I need to allow a domain to bypass my RBL checks. I'm doing something wrong,
or I'm misunderstanding what I'm checking from my logs. I'd be grateful for an
assist to remedy.
This box is an old postfix install Postfix version 2.2.10. (I know, working on
migrating)
main.cf: (full postconf -n output follows below)
parent_domain_matches_subdomains = smtpd_access_maps
check_sender_access hash:/etc/postfix/sender_checks,
I need to let mail from outbound.protection.outlook.com, and bypass my RBL
checks. My old understanding is that the first OK "wins" (maybe not?), and I
have check sender before check RBL. I don't seem to be getting a match/OK on
it.
This is a sample log entry of what I'm trying to "OK" before it gets to my RBL
checks and thus fails:
Feb 28 12:45:13 host1 postfix/smtpd[10600]: connect from
mail-psaapc01on2101.outbound.protection.outlook.com[40.107.255.101]

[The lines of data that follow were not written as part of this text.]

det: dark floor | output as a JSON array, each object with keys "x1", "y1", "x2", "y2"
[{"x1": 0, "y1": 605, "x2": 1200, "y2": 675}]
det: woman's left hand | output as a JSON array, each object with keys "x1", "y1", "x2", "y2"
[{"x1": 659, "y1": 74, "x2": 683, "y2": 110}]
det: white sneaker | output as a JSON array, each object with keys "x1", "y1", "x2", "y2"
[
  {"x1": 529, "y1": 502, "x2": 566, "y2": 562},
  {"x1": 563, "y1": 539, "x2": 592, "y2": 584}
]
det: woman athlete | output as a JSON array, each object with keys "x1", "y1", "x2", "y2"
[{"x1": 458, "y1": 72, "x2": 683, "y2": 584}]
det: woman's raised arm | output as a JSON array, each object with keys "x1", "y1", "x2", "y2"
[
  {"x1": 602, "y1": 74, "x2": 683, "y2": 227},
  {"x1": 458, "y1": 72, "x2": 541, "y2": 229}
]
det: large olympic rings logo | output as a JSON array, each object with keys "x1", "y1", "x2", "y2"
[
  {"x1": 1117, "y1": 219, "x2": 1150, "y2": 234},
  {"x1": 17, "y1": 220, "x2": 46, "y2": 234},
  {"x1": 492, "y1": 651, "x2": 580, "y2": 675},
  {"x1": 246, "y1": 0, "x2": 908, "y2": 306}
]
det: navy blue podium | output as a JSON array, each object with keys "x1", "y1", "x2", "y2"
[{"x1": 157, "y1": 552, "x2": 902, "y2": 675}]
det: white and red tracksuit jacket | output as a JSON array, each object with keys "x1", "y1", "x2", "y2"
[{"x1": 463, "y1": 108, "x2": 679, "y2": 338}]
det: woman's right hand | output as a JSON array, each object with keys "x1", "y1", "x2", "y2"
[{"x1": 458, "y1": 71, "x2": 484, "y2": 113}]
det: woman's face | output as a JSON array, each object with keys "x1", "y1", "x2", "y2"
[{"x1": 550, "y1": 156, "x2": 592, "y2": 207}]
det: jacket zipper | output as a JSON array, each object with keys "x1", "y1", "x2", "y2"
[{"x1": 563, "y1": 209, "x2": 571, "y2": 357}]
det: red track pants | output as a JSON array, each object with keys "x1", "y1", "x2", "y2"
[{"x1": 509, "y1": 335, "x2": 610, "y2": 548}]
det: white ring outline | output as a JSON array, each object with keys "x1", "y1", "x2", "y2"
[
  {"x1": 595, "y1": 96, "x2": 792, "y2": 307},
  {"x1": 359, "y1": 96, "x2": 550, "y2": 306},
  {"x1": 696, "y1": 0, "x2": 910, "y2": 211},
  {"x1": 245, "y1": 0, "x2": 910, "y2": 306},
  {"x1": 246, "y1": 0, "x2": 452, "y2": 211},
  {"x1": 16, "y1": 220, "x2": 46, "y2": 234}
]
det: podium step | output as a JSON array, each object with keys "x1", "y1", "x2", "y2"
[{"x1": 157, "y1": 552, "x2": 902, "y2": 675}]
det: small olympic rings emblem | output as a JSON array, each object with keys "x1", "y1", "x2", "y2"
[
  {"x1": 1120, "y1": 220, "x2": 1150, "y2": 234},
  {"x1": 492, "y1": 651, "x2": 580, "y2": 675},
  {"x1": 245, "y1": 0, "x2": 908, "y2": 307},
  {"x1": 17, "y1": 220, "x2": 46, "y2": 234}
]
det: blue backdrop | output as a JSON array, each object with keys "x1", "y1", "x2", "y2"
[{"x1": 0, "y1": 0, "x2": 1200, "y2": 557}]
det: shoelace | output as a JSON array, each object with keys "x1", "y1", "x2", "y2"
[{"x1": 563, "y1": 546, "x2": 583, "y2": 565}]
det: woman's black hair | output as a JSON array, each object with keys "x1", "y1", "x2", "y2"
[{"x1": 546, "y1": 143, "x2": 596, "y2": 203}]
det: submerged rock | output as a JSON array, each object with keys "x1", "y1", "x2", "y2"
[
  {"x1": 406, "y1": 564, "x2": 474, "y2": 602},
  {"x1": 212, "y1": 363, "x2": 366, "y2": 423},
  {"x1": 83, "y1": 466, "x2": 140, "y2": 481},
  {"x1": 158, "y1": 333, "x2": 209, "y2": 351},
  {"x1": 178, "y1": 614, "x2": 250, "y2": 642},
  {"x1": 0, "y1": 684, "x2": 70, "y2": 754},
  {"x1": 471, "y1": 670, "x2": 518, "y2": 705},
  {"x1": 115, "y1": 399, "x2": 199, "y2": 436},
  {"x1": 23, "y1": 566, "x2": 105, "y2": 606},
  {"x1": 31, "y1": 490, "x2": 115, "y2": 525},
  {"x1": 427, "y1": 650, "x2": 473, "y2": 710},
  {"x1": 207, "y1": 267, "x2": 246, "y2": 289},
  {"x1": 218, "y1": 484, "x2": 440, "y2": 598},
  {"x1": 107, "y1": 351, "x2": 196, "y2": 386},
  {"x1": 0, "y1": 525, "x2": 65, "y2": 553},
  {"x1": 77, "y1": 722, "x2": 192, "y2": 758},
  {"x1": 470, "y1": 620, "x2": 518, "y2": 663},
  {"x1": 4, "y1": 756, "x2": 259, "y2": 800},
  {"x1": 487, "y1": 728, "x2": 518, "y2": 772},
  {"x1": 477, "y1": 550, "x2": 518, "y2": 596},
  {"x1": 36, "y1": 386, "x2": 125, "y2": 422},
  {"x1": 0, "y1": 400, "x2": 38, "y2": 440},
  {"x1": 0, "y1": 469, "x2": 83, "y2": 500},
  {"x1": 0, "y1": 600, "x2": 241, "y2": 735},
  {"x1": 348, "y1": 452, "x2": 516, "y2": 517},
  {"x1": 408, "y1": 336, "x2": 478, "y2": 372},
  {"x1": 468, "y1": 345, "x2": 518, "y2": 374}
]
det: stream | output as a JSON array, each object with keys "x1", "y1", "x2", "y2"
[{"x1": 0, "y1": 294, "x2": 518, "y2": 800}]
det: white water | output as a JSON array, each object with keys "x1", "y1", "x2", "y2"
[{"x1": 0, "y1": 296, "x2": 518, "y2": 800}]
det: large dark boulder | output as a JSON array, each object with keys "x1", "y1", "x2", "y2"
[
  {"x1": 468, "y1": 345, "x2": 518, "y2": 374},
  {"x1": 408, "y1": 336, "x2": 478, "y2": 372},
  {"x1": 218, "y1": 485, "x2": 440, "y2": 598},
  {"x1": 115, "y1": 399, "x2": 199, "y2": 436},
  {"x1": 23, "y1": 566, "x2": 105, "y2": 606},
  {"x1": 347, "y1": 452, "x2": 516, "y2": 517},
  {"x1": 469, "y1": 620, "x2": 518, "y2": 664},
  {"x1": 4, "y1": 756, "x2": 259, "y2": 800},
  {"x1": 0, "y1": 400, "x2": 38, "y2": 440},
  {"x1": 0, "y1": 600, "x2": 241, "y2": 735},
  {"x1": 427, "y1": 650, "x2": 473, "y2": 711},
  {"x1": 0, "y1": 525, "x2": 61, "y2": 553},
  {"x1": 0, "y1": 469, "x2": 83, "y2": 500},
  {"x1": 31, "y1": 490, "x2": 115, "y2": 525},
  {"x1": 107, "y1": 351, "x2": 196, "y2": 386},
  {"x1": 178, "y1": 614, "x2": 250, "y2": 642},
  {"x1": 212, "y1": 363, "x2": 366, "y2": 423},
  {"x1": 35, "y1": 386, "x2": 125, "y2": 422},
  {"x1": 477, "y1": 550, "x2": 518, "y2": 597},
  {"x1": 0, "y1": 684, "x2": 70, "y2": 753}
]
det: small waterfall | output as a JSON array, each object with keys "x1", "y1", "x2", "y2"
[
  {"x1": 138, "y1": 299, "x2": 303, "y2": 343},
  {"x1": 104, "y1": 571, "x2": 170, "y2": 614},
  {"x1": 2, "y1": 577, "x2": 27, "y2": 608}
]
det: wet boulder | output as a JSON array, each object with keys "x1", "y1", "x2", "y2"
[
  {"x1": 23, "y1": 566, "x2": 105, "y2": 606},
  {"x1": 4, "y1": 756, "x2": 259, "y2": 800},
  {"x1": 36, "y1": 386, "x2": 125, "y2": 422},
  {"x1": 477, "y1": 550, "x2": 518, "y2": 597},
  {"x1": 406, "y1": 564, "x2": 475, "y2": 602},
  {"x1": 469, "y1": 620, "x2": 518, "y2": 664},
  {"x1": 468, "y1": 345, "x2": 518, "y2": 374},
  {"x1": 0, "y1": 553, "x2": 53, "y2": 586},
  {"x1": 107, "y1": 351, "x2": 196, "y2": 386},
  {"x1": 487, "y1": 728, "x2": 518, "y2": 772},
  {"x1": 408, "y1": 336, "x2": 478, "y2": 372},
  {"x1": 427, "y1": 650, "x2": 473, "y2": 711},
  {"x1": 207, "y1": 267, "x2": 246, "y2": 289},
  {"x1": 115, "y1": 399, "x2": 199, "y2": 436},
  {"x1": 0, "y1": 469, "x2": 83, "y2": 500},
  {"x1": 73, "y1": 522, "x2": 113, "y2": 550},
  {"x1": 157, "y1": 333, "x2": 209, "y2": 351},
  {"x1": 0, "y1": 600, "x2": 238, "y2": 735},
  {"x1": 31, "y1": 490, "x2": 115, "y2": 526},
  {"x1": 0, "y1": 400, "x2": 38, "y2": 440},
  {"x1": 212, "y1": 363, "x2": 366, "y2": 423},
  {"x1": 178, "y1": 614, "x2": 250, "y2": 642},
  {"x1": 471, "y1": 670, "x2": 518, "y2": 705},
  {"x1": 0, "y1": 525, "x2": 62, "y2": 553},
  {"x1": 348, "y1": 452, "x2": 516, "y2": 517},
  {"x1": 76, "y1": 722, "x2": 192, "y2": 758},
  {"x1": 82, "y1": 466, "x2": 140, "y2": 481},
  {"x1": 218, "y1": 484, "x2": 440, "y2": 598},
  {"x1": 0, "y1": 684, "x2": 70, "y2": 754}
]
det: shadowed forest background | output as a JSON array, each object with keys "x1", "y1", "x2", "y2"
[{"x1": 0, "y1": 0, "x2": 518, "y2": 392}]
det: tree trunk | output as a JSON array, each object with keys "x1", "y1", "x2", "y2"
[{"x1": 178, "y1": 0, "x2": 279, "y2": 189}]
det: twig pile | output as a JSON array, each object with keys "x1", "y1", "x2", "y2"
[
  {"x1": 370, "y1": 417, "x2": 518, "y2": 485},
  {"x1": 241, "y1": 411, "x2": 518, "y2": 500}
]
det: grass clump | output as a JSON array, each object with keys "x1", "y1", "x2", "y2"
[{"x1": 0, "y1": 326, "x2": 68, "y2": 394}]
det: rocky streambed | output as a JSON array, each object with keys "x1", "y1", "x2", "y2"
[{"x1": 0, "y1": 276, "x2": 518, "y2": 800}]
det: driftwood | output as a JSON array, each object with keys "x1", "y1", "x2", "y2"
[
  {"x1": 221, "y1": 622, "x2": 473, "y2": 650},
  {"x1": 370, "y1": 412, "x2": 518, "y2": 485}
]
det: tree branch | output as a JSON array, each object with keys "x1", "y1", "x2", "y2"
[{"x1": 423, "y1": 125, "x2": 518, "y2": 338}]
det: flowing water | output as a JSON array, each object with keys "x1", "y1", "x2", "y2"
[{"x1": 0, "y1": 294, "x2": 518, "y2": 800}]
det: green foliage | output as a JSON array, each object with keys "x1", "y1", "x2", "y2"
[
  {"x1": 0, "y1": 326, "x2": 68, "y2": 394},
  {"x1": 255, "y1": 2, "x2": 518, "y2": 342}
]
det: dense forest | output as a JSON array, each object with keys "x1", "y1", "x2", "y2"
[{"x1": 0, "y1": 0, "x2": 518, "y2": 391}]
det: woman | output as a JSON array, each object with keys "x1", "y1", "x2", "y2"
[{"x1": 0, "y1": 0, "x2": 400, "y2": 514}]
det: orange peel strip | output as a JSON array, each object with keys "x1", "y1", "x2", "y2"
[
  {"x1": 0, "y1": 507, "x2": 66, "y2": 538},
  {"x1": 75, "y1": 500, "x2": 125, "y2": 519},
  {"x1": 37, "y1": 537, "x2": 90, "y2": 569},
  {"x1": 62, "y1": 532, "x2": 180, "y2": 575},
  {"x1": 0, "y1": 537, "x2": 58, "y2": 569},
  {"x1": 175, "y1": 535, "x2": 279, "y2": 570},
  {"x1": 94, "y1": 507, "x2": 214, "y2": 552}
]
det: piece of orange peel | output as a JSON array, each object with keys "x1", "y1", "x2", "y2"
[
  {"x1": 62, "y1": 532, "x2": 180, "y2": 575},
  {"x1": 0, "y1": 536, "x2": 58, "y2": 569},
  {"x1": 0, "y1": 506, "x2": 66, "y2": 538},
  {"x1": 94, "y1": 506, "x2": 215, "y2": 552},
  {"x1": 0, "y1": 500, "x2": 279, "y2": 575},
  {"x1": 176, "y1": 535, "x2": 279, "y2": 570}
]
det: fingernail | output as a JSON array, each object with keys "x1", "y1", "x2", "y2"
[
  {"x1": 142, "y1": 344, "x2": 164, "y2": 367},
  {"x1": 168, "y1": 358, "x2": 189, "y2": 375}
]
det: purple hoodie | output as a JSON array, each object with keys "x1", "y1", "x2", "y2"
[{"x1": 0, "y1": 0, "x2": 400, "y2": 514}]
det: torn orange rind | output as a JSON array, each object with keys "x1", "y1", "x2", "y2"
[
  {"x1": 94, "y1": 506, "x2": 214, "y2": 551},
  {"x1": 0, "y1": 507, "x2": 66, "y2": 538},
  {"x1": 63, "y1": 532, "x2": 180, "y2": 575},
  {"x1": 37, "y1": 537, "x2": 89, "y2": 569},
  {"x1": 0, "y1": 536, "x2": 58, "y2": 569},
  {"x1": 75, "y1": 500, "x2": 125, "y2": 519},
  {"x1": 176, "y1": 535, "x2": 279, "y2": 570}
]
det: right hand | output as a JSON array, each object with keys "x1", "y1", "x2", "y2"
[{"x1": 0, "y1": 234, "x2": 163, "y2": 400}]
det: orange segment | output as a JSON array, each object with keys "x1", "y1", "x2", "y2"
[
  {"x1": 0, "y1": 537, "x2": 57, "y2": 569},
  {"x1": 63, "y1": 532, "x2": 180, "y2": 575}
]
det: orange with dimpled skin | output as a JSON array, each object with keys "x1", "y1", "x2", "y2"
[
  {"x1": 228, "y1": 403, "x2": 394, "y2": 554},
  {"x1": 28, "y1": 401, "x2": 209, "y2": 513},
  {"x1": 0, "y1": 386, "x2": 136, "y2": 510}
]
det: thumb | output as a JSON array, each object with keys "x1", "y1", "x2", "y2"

Feb 28 12:45:14 host1 postfix/smtpd[10600]: NOQUEUE: reject: RCPT from
mail-psaapc01on2101.outbound.protection.outlook.com[40.107.255.101]: 554
Service unavailable; Client host [40.107.255.101] blocked using bl.spamcop.net;
Blocked - see https://www.spamcop.net/bl.shtml?40.107.255.101;
from= to=
proto=ESMTP helo=
Isn't the sender = connect from =
mail-psaapc01on2101.outbound.protection.outlook.com ?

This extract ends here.